— Что ж, — очень медленно проговорила она, — я еще не до конца это обдумала. Но все же, мне кажется, я не должна была оставаться. Ведь мы решили, что для нас их приказов не существует. А что не существует, того и соблюдать не надо.
Мы проиграли и отступились. Ее святая простота не раз ставила нас в тупик, а часто и заставляла устыдиться. Самое удивительное, что чересчур ранимая совесть не помешала ей стать активной участницей Сопротивления. Тогда, в сорок втором году, из-под ее пера выходили самые страстные призывы, самые пылкие обличения, самые убедительные статьи и памфлеты во всей подпольной прессе. И можно с уверенностью сказать, что многие из них навсегда останутся шедеврами польской литературы военного времени[132]
.Глава XXVII
Подпольная школа
Как оказалось, с конспиративной точки зрения, для моей работы больше подходил связной, а не связная, и ко мне приставили Тадека Лисовского[133]
. Семью Лисовских я знал еще до войны. Тогда это были состоятельные люди. Кроме имения в окрестностях Кельце, они владели еще двумя доходными домами в Варшаве. Миниатюрная пани Лисовская была очень серьезной, организованной, обладала неисчерпаемой энергией и источала спокойствие и душевное тепло. Дом ее содержался в образцовом порядке и был всегда открыт для друзей. Ей приходилось присматривать за двумя детьми, шалопаями и озорниками, притом что муж у нее был кутила, завсегдатай театров, ресторанов и казино.Пани Лисовская вела хозяйство, следила за семейным бюджетом, прилежно посещала церковь и находила время для благотворительности и общественной деятельности. Супруг ее регулярно уходил в загул и неделями где-то пропадал, предоставив жене одной разбираться с проказами Тадека и его младшего братца.
С началом войны Лисовские быстро разорились.

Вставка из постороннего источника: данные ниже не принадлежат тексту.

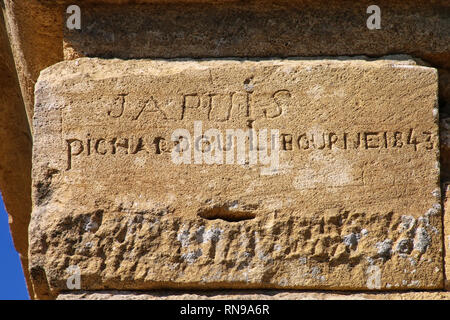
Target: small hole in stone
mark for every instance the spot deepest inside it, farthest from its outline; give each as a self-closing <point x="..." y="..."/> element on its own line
<point x="224" y="213"/>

Имение конфисковали немцы, дома почти не приносили доходов. Пани Лисовская еле сводила концы с концами, продавая ценные вещи: украшения, картины, мебель. Дети, давно восхищавшиеся сумасбродным папашей и предоставленные теперь самим себе, быстро попали под дурное влияние и поддались тлетворной немецкой пропаганде, стремившейся развратить молодых поляков порнографией и азартными играми. Я узнал, что юный Тадек стал постоянным посетителем одного из тех постыдных заведений, которые немцы в изобилии открывали, преследуя свои цели, и что его подозревали в воровстве у собственных родителей.
Такие молодые люди представляли серьезную проблему. Средства подпольной системы образования были очень ограниченны, поэтому мы сосредотачивали усилия на честных, патриотически настроенных, готовых к борьбе ребятах, на которых вскоре могло бы опереться Сопротивление. А таких, как Тадек, вынуждены были оставлять в стороне, хотя как раз они больше всего в нас нуждались.
Если юноша или девушка каким-то образом компрометировали себя — наживались на чьей-то бедности, занимались шантажом, вымогательством или проституцией, — дорога к подпольному образованию им была решительно закрыта. Для них это было трагично. А хуже всего то, что им объявляли бойкот сверстники, друзья детства. Понятно, что в результате они только укреплялись в дурных привычках и привязывались к дурной компании.
Примерно так получилось с Тадеком. Этот умный, подвижный, наделенный живым воображением парень опускался все ниже и ниже. Бывшие товарищи, с которыми он вместе учился или рядом жил, от него отвернулись. В ответ на их презрение он вел себя все более вызывающе и агрессивно. Мать тяжело переживала его выходки и упрекала себя за то, что упустила сына. Однажды, когда она корила себя при мне, я сказал:
— Вы ни в чем не виноваты. Все в доме держится на вас, одеть и прокормить непутевого мужа и детей — задача не из легких. Наоборот, я восхищаюсь вашим мужеством.
Пани Лисовская, совершенно поседевшая за последнее время, ответила:
— Меня нисколько не волнует, что будет с мужем и со мной. С нами все кончено — война нас растоптала. Но я бы хотела, чтобы мои сыновья боролись за новую Польшу и нашли бы в ней свое место.
Я прочитал в ее глазах немую просьбу о помощи. Пани Лисовская давно знала, что я связан с подпольем, но мы, по молчаливому согласию, никогда не касались этой темы. Однако любовь к Тадеку заставила ее отбросить щепетильность. Она внимательно посмотрела на меня, проверяя, не сержусь ли я, и, поскольку я оставался спокойным, решилась пойти дальше.
— Мне неловко досаждать вам, но я не могу иначе, — сказала она. — Я знаю, что вы участвуете в Сопротивлении… пожалуйста, не беспокойтесь… Я говорю об этом первый и последний раз.
— Не сомневаюсь, — искренне ответил я. — Я уверен в вашей верности и порядочности.
— Спасибо. Я хочу просить вас об одной вещи, Ян. Пожалуйста, не откажите…
— Вы что, хотите, чтобы Тадек вступил в Сопротивление? — растерянно спросил я.